2)Failure-to-Pay Penalties
Report the fee but underpay, and the IRS can add a failure-to-pay penalty plus interest. Interest keeps building until you clear the balance. This PCORI penalty guide breaks down how the charges stack up.
Common PCORI Fee Mistakes Employers Make
A handful of errors keep showing up. Spot them early and you avoid corrections later.
1)Counting Dependents Incorrectly
Some plans count only employees and wrongly drop covered spouses and children. Others want every life covered. The rule depends on your HRA structure, so confirm it against the IRS PCORI guidance before counting.
2)Applying the Wrong Rate
The rate moves every year. Grab the wrong plan year's rate and you'll over or underpay, then scramble to fix it after filing. Check the current figure on the IRS rates page.
3)Missing Integrated Plan Rules
Run both a self-insured medical plan and an HRA, and it's easy to pay twice for the same people. Integrated-plan rules let you count those lives once, so check before you double-pay.
4)Filing Late or Using the Wrong Reporting Period
Plenty of employers grab the calendar year instead of the plan year when setting the rate and deadline. That mismatch breeds wrong math and late filings.
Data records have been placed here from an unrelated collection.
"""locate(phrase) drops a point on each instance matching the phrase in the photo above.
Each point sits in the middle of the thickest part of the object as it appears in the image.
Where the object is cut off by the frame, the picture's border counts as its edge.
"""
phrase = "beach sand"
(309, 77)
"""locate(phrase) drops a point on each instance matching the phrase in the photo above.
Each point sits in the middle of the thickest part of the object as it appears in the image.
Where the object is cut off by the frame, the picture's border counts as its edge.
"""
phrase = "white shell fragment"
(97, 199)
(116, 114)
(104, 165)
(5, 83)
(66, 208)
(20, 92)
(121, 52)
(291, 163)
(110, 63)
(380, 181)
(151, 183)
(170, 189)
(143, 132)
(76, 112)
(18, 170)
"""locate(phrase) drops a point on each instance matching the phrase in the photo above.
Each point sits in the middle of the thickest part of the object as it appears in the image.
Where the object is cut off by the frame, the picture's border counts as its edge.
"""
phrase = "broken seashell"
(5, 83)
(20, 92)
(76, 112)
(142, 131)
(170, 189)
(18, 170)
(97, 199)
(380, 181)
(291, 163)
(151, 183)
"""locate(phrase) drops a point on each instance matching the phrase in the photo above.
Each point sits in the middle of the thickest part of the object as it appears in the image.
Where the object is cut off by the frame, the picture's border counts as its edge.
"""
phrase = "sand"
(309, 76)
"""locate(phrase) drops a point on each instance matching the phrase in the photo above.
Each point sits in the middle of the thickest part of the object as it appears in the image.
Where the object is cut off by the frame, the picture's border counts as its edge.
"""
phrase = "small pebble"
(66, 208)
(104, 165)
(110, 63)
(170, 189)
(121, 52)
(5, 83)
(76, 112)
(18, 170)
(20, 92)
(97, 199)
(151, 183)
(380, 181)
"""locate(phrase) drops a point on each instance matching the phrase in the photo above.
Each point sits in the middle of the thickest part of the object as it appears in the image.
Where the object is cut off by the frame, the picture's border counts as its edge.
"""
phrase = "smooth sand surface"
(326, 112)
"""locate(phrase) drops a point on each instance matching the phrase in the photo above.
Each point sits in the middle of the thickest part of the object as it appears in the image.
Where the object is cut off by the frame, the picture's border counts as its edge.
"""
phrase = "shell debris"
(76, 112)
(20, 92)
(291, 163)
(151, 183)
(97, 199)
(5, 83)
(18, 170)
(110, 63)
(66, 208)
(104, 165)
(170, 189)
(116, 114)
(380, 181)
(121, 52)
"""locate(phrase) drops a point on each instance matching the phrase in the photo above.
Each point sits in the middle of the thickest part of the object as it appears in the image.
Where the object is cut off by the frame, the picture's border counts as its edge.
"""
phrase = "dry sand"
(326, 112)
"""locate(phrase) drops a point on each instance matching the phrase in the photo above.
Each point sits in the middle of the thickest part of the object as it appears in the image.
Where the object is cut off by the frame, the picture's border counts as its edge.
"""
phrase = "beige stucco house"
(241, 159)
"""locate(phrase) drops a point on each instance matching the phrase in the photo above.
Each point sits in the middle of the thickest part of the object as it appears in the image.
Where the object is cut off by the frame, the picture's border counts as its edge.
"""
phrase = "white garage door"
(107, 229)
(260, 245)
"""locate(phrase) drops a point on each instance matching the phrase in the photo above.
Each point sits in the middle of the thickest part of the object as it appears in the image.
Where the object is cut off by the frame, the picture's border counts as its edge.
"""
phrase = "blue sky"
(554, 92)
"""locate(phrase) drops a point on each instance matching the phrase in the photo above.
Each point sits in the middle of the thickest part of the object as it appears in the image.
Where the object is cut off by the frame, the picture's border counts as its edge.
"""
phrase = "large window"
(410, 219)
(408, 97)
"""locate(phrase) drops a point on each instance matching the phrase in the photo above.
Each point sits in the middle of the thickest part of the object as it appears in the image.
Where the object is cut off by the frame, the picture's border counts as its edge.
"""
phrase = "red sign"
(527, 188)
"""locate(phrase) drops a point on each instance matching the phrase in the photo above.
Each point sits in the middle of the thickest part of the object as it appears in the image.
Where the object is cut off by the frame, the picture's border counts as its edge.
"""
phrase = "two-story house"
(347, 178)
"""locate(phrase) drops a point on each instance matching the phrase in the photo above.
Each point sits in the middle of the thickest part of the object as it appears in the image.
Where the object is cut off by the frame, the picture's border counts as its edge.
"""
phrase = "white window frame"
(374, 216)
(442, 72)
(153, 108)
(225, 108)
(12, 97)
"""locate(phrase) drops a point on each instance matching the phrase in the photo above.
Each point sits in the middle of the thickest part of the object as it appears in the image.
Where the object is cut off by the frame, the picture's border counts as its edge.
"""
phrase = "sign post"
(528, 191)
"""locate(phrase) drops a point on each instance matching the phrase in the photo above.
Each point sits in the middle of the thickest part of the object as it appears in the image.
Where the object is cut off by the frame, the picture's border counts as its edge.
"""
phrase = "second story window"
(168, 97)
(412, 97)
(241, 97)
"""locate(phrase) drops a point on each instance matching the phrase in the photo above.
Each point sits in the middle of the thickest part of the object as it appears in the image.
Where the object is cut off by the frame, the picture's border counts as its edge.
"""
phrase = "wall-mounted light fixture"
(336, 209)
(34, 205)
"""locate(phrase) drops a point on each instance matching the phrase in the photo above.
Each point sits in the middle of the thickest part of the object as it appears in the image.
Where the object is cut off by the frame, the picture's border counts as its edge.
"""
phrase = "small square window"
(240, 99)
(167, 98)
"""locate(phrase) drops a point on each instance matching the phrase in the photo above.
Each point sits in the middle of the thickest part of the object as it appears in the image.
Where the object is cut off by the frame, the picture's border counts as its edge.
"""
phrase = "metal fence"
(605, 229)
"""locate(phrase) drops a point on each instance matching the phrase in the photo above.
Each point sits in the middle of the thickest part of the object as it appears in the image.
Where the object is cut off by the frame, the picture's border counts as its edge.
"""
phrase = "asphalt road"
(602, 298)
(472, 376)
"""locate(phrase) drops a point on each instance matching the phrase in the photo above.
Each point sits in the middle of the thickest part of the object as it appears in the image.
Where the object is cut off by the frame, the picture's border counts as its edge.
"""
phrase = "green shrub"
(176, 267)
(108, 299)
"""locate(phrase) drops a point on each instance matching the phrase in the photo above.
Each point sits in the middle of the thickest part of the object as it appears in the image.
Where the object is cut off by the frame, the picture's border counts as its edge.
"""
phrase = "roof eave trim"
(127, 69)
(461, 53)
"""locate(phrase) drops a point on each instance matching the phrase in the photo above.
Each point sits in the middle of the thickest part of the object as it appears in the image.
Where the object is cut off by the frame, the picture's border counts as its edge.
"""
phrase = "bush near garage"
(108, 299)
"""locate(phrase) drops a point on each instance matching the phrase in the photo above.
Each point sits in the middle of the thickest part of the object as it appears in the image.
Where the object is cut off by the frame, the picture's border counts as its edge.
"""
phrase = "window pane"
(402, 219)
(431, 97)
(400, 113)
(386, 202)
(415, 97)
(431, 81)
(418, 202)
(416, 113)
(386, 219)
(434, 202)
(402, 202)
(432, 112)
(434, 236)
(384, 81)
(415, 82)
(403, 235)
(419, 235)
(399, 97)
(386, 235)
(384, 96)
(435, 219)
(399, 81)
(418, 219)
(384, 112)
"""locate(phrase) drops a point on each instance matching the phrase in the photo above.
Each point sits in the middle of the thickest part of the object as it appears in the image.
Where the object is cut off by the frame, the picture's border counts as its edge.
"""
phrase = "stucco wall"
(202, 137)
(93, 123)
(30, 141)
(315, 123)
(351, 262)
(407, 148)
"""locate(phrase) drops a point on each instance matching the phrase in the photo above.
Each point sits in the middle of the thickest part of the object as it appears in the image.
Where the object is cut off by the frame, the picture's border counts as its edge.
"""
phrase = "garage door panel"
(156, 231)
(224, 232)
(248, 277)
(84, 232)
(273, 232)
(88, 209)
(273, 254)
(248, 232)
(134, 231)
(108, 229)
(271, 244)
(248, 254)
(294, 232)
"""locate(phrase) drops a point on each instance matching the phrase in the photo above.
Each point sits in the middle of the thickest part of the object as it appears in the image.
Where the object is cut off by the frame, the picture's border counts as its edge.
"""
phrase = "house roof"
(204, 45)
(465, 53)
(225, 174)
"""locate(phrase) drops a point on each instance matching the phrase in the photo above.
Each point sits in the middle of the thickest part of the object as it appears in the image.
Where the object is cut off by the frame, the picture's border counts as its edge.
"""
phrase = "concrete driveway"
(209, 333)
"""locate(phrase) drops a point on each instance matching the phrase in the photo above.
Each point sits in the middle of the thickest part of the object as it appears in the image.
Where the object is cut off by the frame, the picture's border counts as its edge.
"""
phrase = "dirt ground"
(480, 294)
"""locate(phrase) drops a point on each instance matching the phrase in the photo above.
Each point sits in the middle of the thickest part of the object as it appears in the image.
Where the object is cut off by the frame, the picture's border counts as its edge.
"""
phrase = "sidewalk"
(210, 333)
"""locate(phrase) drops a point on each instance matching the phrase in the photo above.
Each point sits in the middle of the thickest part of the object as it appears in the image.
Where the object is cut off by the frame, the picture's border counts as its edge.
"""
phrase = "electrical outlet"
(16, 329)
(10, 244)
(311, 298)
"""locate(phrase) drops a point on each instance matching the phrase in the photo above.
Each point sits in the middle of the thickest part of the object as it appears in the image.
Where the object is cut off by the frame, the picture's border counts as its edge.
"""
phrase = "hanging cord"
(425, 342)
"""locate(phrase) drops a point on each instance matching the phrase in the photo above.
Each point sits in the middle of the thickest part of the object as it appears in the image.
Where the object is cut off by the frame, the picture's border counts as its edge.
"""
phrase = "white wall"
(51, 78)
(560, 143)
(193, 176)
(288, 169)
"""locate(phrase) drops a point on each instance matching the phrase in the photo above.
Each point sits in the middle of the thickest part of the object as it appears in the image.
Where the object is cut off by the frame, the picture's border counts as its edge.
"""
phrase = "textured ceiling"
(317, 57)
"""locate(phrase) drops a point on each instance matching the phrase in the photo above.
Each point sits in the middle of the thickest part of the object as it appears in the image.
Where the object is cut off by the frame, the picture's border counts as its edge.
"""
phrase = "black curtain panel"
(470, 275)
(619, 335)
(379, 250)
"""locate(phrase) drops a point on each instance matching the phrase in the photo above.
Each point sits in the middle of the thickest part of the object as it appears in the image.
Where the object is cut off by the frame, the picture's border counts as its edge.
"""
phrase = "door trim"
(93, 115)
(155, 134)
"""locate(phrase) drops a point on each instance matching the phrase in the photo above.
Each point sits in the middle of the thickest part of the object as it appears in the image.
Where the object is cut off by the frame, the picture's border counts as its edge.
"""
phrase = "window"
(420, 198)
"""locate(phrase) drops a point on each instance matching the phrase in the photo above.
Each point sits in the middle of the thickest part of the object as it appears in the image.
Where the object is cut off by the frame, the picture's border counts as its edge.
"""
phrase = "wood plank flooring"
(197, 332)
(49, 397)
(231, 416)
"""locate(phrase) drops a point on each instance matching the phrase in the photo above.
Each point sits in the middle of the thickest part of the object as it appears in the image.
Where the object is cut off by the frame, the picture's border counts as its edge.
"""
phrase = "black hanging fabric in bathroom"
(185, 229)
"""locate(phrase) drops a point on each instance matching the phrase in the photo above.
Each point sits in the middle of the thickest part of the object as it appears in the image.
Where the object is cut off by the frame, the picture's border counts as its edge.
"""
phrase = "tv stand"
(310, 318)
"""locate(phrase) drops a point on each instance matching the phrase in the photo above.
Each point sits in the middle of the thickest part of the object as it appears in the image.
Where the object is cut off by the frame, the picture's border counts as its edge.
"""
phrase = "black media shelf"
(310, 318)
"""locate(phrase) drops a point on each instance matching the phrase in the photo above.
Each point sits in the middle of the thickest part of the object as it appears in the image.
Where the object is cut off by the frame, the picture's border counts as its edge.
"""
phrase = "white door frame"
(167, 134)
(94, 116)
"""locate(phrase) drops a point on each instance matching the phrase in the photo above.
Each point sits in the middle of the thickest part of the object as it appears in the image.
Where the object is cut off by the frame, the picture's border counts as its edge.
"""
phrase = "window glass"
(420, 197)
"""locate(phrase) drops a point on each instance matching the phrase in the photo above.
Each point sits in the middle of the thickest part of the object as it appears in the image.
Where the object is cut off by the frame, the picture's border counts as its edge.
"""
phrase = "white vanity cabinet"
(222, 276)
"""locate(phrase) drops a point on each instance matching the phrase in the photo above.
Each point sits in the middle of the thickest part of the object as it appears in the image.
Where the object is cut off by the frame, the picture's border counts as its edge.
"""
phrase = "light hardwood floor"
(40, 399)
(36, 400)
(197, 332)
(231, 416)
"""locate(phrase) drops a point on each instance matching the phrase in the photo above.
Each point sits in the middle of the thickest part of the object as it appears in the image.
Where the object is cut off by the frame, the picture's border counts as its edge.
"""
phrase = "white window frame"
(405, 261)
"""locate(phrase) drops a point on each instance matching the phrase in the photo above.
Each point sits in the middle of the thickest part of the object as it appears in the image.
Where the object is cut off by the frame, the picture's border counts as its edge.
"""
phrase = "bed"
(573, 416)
Are You Prepared to File Your 2026 PCORI Fee Accurately?
The PCORI fee for HRAs gets easy once three things are right. The current rate ($3.84 per covered life for plan years ending October 2025 through September 2026). The July 31, 2026 deadline. And an accurate covered-life count using one of the three IRS methods.
Check your covered-life numbers early so the deadline doesn't catch you scrambling. File your PCORI fee online quickly and accurately with QuickFile720.
Frequently Asked Questions
1)Who pays the PCORI fee for an HRA?
The employer who sponsors the HRA, since the IRS counts it as a self-insured plan. You report the fee on Form 720, and you can walk the full process in this online filing guide.
2)Do dependents count when calculating an HRA PCORI fee?
It depends on the arrangement. Standalone HRAs usually count covered employees only, while other structures want every covered life.
3)Are ICHRAs and QSEHRAs subject to the PCORI fee?
Yes, both are. The employer pays based on covered employees, and small employers get no exemption. The PCORI fee guide explains how each is treated.